I was in the child mental health system and took two overdoses and I was self-harming. I just didn't know how to feel better and I didn't know how to deal with the feelings I was experiencing.
Jon: How did you feel when you got to that point of self-harming?
Rachael: I'd been crying lots over the preceding year and it was like crying wasn't doing anything anymore. I needed another release, so self-harm kind of crept in, in that gap. It was a way of getting something out.
Jon: You mentioned briefly you also made two attempts on your life. What brought you to that place?
Rachael: It was similar to the feelings that brought on the self-harm.
I was sick and tired of being sick and tired. I'd heard many times that your teenage years are the best years of your life and frankly I was quite terrified; if this was the best life could offer, I didn't know if I could deal with what would come.
Jon: So let me ask you then, how were you rescued?
Rachael: I was a Christian throughout and one of my main questions, or struggles faith-wise, was thinking I want to bring people to Jesus, but no-one is going to want to come to Jesus when I'm crying all the time.
My faith was really important to me. I went to Bible College when I was 19 and things really began to change there.
I made a decision before I went. I'd hated myself for many years and I decided that I was just going to be myself and if everyone hated me that was exactly what I expected. But when I arrived that wasn't the case and I made lifelong friends and loved studying.

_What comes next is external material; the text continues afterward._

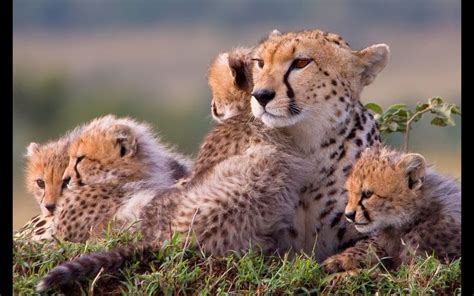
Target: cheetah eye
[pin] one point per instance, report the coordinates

I had to change my whole thinking and over the three years I was there things began to change really slowly. Being loved by people who I didn't feel had to love me. I'd been loved unconditionally by my family, but I'd convinced myself that they have to love me; whereas the people I met at Bible college didn't have to love me and they were choosing to and that had a profound impact on me.
Jon: You share very well Rachael, and you've obviously got a good understanding of your journey. Do you have any answers to the question of why you suffered so much with your mental health?